実際、私も仕事柄、イベントに参加することが多いが、久しぶりにオフラインで話すイベントは、参加者の満足度が明らかに高い。または、外部調査では、新入社員の約8割が「対面での指導」を希望というデータもある。

これは、就職活動でも同様の傾向があり、就職活動中の学生からも「オフラインイベント」へのニーズが強くなっており、逆に採用担当者や人事側からも、地方でのイベントや、リアルに会って話せる企画のニーズが高まっている傾向がある。

これは、冷静に考えると当たり前の話で、「オンラインは効率的だけど、やっぱり会って話したいときもある」ということだ。

「オンライン:オフライン=100:0」だった比率が、「オンライン:オフライン=50:50」ぐらいになると推測している。

変化3:ChatGPTの、テックタッチの取り入れ


3つ目の変化は、「テックタッチ」の取り入れである。

昨年から今年にかけて、一世を風靡しているテクノロジーといえば、間違いなく「Chat GPT」だろう。この影響は間違いなく、就職・転職領域にも入ってきている。

大学のレポートや、企業の資料作成で使われるということは、当然だが、エントリーシート(ES)作成や、履歴書作成、面接対策でも使われる、ということを指している。

求職者側からすると、便利であるのは間違いない。一方で、企業側からしてみると、変化に対応することが求められるかもしれない。ただ、その理由は「Chat GPT対策」という表面的なものではなく、もっと本質的な深い部分にある。

言い換えると「次の時代のビジネスパーソンはどうあるべきか」ということ。これが変化するからだろう。
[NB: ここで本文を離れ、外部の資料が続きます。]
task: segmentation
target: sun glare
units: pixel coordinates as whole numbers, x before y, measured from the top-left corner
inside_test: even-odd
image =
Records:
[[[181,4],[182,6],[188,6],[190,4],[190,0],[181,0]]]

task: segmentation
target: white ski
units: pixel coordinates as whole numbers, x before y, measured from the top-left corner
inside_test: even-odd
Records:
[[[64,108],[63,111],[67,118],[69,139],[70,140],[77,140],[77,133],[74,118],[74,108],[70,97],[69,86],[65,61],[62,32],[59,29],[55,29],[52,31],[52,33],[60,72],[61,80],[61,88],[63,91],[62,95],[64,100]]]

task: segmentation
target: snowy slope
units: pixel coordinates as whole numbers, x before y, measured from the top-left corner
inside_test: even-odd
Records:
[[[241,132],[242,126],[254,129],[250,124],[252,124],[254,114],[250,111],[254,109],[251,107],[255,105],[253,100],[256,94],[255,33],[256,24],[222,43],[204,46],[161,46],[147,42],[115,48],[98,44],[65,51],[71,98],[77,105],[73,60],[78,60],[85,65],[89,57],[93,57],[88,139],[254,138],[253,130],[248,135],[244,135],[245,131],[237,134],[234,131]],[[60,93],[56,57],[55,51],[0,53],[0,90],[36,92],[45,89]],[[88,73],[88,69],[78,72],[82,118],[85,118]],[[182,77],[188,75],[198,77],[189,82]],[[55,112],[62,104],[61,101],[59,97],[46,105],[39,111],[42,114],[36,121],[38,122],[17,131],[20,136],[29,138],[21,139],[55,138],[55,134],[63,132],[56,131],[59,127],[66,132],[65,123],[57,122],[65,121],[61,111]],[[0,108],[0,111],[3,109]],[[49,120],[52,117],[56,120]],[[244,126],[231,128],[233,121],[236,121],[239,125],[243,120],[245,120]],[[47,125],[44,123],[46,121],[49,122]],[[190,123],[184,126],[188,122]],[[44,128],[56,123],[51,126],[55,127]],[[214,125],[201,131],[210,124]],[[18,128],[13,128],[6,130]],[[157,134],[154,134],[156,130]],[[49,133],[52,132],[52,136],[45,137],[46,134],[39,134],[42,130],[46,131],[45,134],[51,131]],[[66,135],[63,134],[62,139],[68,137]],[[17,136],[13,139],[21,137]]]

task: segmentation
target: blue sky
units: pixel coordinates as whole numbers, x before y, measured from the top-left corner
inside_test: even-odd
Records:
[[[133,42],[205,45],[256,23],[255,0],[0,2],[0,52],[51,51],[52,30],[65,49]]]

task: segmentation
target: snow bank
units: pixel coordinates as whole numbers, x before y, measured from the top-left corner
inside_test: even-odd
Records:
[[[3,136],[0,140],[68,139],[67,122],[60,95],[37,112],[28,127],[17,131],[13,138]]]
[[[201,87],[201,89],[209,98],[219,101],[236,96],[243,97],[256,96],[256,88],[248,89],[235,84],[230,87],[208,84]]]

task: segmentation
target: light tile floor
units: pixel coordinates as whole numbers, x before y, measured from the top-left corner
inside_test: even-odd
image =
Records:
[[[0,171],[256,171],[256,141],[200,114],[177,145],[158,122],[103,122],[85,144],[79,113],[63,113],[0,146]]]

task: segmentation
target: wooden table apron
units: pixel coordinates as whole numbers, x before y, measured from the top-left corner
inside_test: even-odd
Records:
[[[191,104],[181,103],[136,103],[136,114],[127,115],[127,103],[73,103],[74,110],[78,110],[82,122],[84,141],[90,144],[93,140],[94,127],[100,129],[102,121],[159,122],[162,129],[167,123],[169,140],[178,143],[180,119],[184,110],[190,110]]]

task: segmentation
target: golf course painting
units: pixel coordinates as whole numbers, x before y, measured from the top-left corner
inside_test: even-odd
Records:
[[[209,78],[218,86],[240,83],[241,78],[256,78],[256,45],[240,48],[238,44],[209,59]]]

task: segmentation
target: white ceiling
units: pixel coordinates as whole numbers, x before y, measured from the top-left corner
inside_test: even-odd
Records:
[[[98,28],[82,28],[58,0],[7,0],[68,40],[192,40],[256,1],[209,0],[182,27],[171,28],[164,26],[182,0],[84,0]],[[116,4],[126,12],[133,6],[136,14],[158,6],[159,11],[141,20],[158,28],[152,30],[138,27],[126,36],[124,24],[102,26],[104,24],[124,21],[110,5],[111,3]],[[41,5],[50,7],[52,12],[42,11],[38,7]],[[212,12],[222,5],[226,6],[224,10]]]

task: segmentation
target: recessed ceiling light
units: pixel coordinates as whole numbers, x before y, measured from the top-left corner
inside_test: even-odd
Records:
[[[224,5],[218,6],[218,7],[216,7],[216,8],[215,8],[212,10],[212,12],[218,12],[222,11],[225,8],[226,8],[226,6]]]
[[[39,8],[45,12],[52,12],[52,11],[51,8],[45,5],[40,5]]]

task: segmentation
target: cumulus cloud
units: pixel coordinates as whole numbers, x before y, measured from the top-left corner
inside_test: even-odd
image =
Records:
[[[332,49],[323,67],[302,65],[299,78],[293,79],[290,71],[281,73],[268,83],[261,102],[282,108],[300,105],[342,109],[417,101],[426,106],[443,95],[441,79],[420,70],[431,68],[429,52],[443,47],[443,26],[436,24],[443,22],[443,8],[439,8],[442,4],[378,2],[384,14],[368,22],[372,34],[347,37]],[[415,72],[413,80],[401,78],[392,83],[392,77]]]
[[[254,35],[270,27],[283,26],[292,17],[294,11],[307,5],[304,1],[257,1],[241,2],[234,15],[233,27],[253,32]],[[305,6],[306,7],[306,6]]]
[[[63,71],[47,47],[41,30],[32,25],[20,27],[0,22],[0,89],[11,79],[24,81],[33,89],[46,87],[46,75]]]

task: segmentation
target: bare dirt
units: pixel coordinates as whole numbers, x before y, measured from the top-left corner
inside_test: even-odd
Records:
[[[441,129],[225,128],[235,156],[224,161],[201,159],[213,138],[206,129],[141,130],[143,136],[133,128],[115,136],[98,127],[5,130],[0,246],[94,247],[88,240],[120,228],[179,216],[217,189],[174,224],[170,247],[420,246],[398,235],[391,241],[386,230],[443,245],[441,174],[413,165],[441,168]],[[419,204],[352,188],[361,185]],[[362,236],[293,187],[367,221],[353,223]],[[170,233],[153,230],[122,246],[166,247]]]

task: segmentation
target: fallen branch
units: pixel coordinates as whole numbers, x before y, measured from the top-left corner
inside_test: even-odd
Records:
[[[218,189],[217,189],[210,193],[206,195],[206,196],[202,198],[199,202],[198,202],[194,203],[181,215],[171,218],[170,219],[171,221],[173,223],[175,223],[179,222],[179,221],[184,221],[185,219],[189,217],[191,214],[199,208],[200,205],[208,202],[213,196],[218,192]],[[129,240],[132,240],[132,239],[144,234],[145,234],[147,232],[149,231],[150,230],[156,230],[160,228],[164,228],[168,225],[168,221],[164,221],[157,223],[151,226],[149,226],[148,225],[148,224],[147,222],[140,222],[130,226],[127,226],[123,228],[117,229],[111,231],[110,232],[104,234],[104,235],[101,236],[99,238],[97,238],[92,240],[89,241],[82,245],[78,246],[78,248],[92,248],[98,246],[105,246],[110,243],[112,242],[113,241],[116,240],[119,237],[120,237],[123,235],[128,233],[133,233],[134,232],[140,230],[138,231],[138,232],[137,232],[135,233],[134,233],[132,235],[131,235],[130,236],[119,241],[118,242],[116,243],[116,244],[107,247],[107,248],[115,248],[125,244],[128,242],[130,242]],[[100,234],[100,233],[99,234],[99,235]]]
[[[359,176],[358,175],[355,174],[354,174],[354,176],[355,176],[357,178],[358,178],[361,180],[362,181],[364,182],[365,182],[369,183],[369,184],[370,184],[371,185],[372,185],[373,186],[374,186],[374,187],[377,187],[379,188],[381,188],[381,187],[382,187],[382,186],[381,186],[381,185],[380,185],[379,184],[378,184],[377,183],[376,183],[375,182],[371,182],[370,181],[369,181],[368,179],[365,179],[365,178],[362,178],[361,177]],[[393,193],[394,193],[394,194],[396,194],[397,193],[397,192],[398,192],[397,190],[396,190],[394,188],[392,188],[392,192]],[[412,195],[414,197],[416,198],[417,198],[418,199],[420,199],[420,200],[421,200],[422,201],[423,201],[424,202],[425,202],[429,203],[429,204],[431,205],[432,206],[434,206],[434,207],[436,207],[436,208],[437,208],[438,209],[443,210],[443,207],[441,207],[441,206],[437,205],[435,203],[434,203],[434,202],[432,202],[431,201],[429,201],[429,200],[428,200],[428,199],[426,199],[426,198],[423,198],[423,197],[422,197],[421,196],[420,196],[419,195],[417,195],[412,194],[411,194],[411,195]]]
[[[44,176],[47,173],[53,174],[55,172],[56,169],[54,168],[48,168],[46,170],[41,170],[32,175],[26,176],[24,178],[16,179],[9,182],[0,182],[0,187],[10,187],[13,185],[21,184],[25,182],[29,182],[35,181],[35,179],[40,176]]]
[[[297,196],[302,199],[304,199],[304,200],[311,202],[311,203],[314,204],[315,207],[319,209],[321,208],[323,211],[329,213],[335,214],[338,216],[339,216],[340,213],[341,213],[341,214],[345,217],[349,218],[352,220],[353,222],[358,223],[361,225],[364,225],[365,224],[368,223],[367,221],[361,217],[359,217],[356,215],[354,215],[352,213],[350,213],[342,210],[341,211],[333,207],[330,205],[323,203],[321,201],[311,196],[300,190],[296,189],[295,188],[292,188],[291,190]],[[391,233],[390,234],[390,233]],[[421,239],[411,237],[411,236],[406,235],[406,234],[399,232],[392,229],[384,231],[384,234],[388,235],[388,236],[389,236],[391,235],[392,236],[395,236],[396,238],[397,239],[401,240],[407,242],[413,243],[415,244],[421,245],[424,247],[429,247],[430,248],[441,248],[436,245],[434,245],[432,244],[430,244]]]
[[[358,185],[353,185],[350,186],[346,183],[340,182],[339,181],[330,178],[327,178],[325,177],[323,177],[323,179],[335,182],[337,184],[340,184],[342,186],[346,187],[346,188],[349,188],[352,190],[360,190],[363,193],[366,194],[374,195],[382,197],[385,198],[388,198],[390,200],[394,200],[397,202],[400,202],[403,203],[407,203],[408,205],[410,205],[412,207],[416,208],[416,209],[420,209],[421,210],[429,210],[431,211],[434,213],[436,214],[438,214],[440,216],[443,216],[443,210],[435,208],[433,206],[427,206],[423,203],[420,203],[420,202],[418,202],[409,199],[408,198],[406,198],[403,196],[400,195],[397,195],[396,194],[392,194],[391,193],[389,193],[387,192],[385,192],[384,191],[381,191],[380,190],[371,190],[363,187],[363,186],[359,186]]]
そもそも、Chat GPTの出現によって、「何が人がやるべきことで、何が人がやらなくてもいいのか」が根底から変わる可能性がでているからだ。これが採用活動に影響を与える。結果、我々企業側は「採用する基準」も見直す必要がでてくるかもしれない。

<ここまでのまとめ>

まとめると、少なくとも私が見ている領域では、「After 3.13」を傘に、以下の3つの変化が起きつつある。そして、直近3ヶ月で、次の3年(~2026年)の土台を構築するだろう(と思っている)。


「After 3.13」はどの業界にも必ず起きる


ここまでHRの話をしたが、もう少し、抽象化して、「ビジネスシーン全体」で語るならば、「After 3.13」はどの業界にも必ず起きると思われる。

なぜなら、「人の流れ」そのものが変わっているからであり、「活躍するビジネスパーソン」の定義も変わっているからである。この記事は、殴り書きで書いたが、どの業界にも「After 3.13」はあるため、今から考えておいて損はないと思われる。今後も追加で考え、発信していきたい。

あなたの業界の「After 3.13」はなんだろうか?
ぜひ意見を聞かせていただきたい。